Espedair Street
- First edition
- Author: Iain Banks
- Cover artist: Philip Mann, ACE design
- Language: English
- Publisher: Macmillan
- Publication date: 1987
- Publication place: Scotland
- Media type: Print (Hardback & Paperback)
- Pages: 249
- ISBN: 0-333-44916-9
- OCLC: 16089335

= Espedair Street =

1987 novel by Iain Banks

Espedair Street is a novel by Scottish writer Iain Banks, published in 1987.

==Plot introduction==
The book tells the (fictional) story of the rise to fame of Dan Weir ('Weird'), a bass guitar player in a rock and roll band called Frozen Gold, and of his struggles to be happy now that he is rich and famous.

==Plot summary==

Two days ago I decided to kill myself. I would walk and hitch and sail away from this dark city to the bright spaces of the wet west coast, and there throw myself into the tall, glittering seas beyond Iona (with its cargo of mouldering kings) to let the gulls and seals and tides have their way with my remains, and in my dying moments look forward to an encounter with Staffa’s six-sided columns and Fingal's Cave; or I might head south to Corryvreckan, to be spun inside the whirlpool and listen with my waterlogged deaf ears to its mile-wide voice ringing over the wave-race; or be borne north, to where the white sands sing and coral hides, pink-fingered and hard-soft, beneath the ocean swell, and the rampart cliffs climb thousand-foot above the seething acres of milky foam, rainbow-buttressed.

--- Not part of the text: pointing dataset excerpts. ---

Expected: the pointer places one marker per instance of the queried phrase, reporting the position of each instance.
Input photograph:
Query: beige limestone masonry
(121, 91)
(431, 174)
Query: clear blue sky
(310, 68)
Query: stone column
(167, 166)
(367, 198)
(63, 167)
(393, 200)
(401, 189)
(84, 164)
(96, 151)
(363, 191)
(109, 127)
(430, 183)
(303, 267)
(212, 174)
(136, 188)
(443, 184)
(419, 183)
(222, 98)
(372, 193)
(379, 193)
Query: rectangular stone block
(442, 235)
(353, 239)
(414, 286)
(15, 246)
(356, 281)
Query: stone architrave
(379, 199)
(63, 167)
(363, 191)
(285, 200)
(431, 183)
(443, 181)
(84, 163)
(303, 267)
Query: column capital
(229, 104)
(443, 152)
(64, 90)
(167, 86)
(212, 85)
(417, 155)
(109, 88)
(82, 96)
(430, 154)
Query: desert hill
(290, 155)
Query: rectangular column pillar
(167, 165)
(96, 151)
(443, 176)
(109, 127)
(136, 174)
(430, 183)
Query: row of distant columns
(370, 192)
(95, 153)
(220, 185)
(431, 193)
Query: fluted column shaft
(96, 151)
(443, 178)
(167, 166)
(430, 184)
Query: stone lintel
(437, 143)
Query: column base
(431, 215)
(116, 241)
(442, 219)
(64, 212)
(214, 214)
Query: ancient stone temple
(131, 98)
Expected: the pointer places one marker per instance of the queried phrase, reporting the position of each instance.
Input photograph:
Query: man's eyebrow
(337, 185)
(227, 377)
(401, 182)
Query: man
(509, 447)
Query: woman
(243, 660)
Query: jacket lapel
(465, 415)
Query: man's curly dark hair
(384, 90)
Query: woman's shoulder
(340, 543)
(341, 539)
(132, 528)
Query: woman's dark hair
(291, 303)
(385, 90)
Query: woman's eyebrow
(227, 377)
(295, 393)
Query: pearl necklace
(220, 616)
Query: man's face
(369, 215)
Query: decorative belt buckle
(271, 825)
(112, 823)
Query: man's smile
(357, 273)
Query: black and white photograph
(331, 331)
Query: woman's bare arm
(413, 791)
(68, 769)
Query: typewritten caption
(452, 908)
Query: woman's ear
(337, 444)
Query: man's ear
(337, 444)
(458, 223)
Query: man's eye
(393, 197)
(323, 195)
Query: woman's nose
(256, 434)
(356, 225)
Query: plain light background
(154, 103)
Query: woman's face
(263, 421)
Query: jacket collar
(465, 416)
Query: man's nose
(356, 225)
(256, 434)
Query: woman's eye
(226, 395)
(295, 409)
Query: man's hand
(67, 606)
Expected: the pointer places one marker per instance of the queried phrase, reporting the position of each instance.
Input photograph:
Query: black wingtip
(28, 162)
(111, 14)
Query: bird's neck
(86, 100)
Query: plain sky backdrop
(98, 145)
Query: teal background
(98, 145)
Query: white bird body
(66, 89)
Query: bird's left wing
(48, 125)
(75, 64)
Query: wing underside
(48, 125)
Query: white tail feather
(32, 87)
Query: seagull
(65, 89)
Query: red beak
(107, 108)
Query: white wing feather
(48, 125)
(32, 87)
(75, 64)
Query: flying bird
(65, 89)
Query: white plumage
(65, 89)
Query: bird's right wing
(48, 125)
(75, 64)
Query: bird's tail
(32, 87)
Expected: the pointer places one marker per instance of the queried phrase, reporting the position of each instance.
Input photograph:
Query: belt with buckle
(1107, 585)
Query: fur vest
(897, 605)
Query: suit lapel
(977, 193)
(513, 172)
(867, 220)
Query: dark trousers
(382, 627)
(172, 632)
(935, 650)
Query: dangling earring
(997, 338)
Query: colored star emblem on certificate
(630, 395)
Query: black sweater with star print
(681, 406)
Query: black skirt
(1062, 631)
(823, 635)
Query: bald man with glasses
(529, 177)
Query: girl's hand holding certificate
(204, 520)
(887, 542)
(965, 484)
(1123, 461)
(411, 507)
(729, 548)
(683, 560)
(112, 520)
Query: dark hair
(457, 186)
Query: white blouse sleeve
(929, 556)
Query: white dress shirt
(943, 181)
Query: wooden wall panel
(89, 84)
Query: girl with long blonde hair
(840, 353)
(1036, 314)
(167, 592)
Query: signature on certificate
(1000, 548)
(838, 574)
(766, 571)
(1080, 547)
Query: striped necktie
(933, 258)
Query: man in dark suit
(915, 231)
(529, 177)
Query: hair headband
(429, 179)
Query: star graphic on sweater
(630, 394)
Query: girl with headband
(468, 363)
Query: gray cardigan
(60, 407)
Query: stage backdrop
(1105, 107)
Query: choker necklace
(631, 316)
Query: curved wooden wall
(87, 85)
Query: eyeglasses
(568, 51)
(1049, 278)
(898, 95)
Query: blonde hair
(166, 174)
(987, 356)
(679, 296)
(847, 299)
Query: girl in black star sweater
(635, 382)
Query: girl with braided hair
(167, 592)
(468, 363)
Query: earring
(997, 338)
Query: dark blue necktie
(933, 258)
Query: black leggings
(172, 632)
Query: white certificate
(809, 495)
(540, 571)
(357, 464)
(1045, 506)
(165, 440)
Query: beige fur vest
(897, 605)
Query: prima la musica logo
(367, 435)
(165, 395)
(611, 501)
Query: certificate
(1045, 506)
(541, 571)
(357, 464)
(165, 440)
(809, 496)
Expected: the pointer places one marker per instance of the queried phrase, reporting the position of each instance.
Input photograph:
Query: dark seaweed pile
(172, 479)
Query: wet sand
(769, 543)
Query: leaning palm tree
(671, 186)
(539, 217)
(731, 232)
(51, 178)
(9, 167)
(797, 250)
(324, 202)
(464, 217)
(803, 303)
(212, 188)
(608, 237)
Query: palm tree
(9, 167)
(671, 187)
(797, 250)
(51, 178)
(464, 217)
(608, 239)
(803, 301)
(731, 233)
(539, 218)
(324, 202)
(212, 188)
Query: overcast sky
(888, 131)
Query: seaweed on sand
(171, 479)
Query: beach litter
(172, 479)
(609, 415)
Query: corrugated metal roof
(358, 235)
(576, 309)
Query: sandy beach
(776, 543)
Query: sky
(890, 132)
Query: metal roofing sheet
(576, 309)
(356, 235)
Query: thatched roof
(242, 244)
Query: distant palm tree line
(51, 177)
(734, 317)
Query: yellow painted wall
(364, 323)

Last night I changed my mind and decided to stay alive. Everything that follows is . . . just to try and explain.

Weird starts out in the Ferguslie Park area of Paisley in a very underprivileged Catholic family. He is impressed by a group named Frozen Gold when he sees them live, in the Union of Paisley College of Technology, and auditions with them. Christine Brice likes his songs, and he joins the band. He ends up writing all their material and playing bass guitar (after trying unsuccessfully to get them to change their name), as the band rises in the drug- and booze-fuelled rock and roll of the 1970s, assisted by A&R man Rick Tumber of ARC Records. In the Three Chimneys tour, singer Davey Balfour takes Dan along on an attempt to break an unofficial (and illegal) speed record for flying around three power station chimneys in Kent in his private aeroplane.

He reminisces about this from 1980s Glasgow, where he lives as a recluse in a Victorian folly (St Jutes), ever since the tragic events which led to the demise of the band. He is posing as his own caretaker, and his friends McCann and Wee Tommy know him as Jimmy Hay. After a memorable fight in a nightclub called 'Monty's', his real identity is revealed. He has grown uncomfortable with fame and wealth, and eventually visits his first girlfriend, Jean Webb, now living in Arisaig.

==Literary significance & criticism==
The band is loosely modelled on Pink Floyd or Fleetwood Mac although Banks has said that the character of Weird was in part inspired by Fish, the ex-Marillion singer and lyricist ("When I created Weird [...] I think Fish was at the back of my mind as a wee subliminal influence"). There is a tone of rock journalism in the parts of the book about Frozen Gold. Coincidentally, onetime aspiring rock musician Sandy Robertson, who later became a well known rock journalist at Sounds magazine, lived in Espedair Street in the early 70s before the book was written.

As Banks' first novel to eschew 'special effects', not being Gothic horror like The Wasp Factory, a literary mystery like Walking on Glass, or science fiction like The Bridge, most critics regard it as one of his most accessible works.

Espedair Street is a street in Charleston, Paisley, where some of the significant events in the book take place.

==Bibliography==
Espedair Street, Iain Banks, London: Macmillan, 1987, ISBN 0-333-44916-9 (paperback ISBN 0-349-10214-7)

==Adaptation==
A four-part BBC radio adaptation of the novel was broadcast on BBC Radio 4 in January 1998.